La filiale bancaire de La Poste, qui a reçu un agrément de l’AMF (Autorité des marchés financiers) mi-septembre, lance un fonds dédié ayant vocation à atteindre 500 millions d’euros d’ici fin novembre. Le véhicule comprendra deux compartiments distincts, à savoir l’immobilier et les infrastructures.
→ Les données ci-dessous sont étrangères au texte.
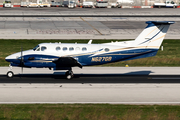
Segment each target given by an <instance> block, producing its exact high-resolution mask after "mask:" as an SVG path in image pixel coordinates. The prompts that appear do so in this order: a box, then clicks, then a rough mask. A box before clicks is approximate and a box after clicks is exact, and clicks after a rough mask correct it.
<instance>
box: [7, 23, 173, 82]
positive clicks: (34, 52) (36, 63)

«La gestion d’actifs va jouer un rôle de plus en plus important dans le financement de l’économie à long terme», a estimé mardi Jean-Luc Enguéhard, président du directoire de LBPAM, ajoutant que la majorité des projets ayant vu le jour au sein du secteur étaient «tournés vers l’immobilier, moins sur les infrastructures». Par ailleurs, «la demande est colossale, environ 100 milliards d’euros par an de besoins de financement n’étant pas satisfaits en Europe occidentale rien que dans l’immobilier», a poursuivi le président, indiquant que les besoins en infrastructures «étaient plus difficiles à chiffrer».
«Nous ciblerons les marchés primaire et secondaire de la dette senior européenne, en nous concentrant exclusivement sur la partie investment grade», a expliqué René Kassis, nommé directeur de la gestion de cette nouvelle expertise.
Pour la création de ce nouveau pôle, LBPAM, qui gérait à fin août quelque 133 milliards d’euros d’actifs, a recruté une équipe de quatre experts spécialisés. Aux côtés de René Kassis, ancien responsable mondial du secteur infrastructure et directeur adjoint des financements de projets chez Dexia, Pierre Bonnet, ex-directeur de projets chez Dexia Crédit Local, et Pierre Seali, ancien directeur des financements structurés immobiliers chez Deutsche Pfandbriefbank, ont rejoint l’équipe en tant que gérants analystes. Irène d’Orgeval, qui dirigeait AMlab, prend le poste de chief operating officer.
«Notre modèle repose sur un concept de club deal. LBPAM a constitué un tour de table avec quelques investisseurs et leur proposera de co-investir dans ces actifs», explique René Kassis.